The sound of chainsaws has been the constant backing track for Claremore neighbors.

“It’s a reminder,” said Amanda Catalono. “It’s a constant reminder of what happened.”

Amanda Catalono lives near the Rogers County Courthouse in one of the many neighborhoods hit hard by the storm.

“There was a lot of damage,” said Catalono. “There were power poles down in my front yard. There were trees down. Luckily, our house didn’t take too much damage.”

HE'S ALIVE THAT'S WHAT COUNTS: Claremore residents seeing what can be salvaged

Others, like the Spinks family, weren’t so lucky.

“Until you’re in it, you don’t think about it,” said Jenny Spinks. “You don’t realize it.”

A tarp is covering their roof, windows are boarded up, and broken trees lay in their front yard.

There hasn’t been much movement since their daughter walked through their home moments after the storm six weeks ago.

“It’s been very stressful,” said Spinks. “I will tell you that much. Probably the most frustrating part is the house, the whole waiting game.” 

FEMA was in Claremore after the storm to survey damage:

FEMA in Claremore assessing damage to help those affected

Jenny and her husband Aaron finally got the okay from insurance to start work on their home. At the same time, they looked into federal aid through FEMA. Over the weekend, they visited the Disaster Recovery Center at the Rogers County Health Department.
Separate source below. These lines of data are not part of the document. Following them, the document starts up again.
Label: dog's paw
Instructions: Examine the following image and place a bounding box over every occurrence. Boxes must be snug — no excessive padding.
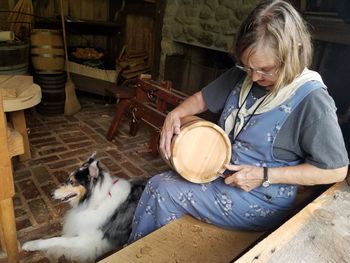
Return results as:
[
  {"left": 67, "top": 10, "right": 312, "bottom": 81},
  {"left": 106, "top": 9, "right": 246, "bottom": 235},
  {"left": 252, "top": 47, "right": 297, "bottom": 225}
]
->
[{"left": 22, "top": 239, "right": 42, "bottom": 251}]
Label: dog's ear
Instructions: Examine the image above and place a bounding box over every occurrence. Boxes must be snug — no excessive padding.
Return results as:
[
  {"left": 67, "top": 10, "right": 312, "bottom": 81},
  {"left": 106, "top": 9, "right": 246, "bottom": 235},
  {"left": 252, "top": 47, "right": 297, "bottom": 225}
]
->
[
  {"left": 88, "top": 151, "right": 96, "bottom": 163},
  {"left": 89, "top": 160, "right": 100, "bottom": 178}
]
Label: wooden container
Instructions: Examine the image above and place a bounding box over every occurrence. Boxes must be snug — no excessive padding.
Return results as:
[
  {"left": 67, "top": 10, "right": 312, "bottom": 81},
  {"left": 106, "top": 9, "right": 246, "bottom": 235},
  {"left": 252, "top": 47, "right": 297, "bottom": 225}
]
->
[
  {"left": 168, "top": 116, "right": 231, "bottom": 183},
  {"left": 30, "top": 29, "right": 64, "bottom": 74},
  {"left": 0, "top": 42, "right": 29, "bottom": 75}
]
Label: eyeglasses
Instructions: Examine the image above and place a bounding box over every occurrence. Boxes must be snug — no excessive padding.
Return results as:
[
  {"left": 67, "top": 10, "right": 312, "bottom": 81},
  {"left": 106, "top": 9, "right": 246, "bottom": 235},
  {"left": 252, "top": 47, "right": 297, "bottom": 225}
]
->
[{"left": 236, "top": 64, "right": 275, "bottom": 77}]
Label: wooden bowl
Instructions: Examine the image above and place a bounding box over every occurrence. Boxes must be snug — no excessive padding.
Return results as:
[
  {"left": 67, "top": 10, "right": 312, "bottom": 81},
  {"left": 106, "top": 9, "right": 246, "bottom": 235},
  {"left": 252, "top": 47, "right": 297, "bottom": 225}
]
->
[{"left": 168, "top": 116, "right": 231, "bottom": 183}]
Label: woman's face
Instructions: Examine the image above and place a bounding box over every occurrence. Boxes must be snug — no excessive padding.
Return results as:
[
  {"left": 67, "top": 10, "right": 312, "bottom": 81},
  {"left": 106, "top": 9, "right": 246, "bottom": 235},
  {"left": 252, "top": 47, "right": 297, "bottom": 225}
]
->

FEMA is helping families get back on their feet, from housing assistance for people with nowhere to go, to grants that’ll help start the rebuild process.

“Whether it’s rebuilding the doorway of their home or it’s putting food back into the refrigerator, these are all types of ways we can assist with those funds,” said Leyla Gulen.

Leyla Gulen, Public Information Officer with FEMA, said families have until mid-August to apply for assistance.

“This is not a way that we can make you whole again, but these are significant funds, in many cases, that can at least jump-start the process to recovery,” said Gulen.

For the Spinks family they’re just working toward a full recovery.
“A little bit of normalcy, yeah, that’s kind of the thing,” said Spinks.

The center is open for residents and businesses in Blaine, Caddo, Carter, Craig, Custer, Delaware, Hughes, Jackson, Johnston, Kay, Lincoln, Love, Mayes, McClain, Murray, Muskogee, Nowata, Okfuskee, Okmulgee, Osage, Ottawa, Pontotoc, Pottawatomie, Rogers, Washington and Washita counties.

The center’s hours are 8 a.m. to 6 p.m. Monday-Friday, 9 a.m. to 5 p.m. Saturday, closed Sunday.

If you can’t make it to the Disaster Recovery Center, you can call the toll-free number at 1-800-621-FEMA.

You can also download the FEMA app or visit their website.